Published online by Cambridge University Press: 05 June 2012
The coming of sound caused a crisis in film aesthetics. Some theoreticians, notably Arnheim, refused to endorse the shift at all. Sound, for them, was a return to canned theater, a regression to the pre-Griffith era before film had weaned itself from the stage.
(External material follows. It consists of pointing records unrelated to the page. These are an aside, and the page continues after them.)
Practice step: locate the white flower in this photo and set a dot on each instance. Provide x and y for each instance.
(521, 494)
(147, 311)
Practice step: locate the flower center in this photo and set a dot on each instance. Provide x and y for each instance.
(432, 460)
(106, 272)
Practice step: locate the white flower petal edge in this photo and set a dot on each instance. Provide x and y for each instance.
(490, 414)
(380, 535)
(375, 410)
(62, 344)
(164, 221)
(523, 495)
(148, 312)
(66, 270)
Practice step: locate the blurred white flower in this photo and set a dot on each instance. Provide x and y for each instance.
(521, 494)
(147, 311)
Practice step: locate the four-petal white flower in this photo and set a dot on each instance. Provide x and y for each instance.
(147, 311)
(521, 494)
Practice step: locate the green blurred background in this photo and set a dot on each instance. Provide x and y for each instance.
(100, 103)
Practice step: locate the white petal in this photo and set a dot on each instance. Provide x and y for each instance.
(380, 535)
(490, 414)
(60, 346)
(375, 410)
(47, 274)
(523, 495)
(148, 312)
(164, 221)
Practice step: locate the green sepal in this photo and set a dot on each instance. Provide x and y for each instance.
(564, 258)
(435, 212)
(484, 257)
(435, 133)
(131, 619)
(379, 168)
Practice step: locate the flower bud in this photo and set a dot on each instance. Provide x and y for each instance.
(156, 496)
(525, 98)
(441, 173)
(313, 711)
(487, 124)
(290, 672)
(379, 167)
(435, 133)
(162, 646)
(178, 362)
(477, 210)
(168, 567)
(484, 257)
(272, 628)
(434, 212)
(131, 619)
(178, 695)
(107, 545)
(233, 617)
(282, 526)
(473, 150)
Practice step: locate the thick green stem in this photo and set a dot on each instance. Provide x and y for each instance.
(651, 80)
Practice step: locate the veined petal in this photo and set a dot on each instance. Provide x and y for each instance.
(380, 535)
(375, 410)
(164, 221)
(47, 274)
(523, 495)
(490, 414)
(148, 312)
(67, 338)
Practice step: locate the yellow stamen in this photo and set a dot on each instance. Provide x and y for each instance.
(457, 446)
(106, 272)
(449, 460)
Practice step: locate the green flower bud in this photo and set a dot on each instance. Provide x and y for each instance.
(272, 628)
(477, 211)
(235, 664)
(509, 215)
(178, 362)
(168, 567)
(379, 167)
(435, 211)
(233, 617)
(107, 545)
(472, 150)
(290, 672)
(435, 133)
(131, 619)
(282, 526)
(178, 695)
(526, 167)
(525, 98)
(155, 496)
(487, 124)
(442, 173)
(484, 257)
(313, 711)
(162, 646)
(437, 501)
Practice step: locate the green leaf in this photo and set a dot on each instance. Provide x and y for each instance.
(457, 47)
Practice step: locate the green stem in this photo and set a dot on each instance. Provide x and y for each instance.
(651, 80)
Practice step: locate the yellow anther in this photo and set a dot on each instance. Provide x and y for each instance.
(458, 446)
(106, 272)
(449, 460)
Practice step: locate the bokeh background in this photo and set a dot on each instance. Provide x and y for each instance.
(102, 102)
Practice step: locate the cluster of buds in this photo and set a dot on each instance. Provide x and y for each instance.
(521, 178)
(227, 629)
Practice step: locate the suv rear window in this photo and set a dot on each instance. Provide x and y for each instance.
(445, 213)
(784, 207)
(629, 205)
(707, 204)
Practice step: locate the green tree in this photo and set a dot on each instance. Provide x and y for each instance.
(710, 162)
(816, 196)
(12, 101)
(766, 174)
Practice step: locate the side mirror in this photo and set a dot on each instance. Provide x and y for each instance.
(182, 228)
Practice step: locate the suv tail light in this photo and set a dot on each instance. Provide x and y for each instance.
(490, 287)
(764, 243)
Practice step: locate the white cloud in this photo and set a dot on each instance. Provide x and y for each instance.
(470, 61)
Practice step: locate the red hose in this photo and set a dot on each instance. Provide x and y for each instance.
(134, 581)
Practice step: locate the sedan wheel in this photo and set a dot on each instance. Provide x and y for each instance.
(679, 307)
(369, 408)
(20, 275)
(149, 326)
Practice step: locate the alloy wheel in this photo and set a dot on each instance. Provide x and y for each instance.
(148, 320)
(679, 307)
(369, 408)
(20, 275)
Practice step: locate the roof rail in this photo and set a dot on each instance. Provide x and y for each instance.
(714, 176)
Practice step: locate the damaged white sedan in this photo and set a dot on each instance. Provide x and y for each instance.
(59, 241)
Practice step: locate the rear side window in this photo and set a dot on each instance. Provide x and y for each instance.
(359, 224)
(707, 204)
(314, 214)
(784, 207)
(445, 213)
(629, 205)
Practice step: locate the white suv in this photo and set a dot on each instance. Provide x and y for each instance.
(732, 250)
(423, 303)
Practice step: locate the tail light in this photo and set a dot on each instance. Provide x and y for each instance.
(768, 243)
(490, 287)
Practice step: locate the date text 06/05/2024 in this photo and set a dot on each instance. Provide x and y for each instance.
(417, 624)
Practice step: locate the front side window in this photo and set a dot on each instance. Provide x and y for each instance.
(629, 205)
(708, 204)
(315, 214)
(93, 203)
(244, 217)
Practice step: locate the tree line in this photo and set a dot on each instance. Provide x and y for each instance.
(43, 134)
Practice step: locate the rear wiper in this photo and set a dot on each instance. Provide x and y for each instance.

More adventurous thinkers, however, embraced the new device and attempted to incorporate it into the aesthetic system of silent film. Eisenstein, Pudovkin, and Alexandrov, in their famous 1928 statement on sound, and Roman Jakobson, in a rarely discussed 1933 article entitled “Is the Cinema in Decline?” proposed that sound be understood as a montage element: aural units should be juxtaposed against the visuals, just as shots should be juxtaposed against shots. Jakobson, ironically, answers someone like Arnheim in the same manner that Arnheim would have answered someone like Clive Bell. Jakobson tells the opponent of sound that his opposition is not based on a thoughtful look at the possibilities of the new medium. Jakobson argues that the sound element in a scene can be asynchronous and contrapuntal, thereby diverging from mere reproduction. This possibility enriches cinema, for added to all the conceivable visual juxtapositions of the silent film are inestimably large reservoirs of sound counterpoints.
The Eisenstein – Jakobson reaction to sound was conservative in one sense. It was an attempt to extrapolate the basic concepts of a silent film aesthetic to a new development, recommending montage as the basic paradigm for dealing with sound.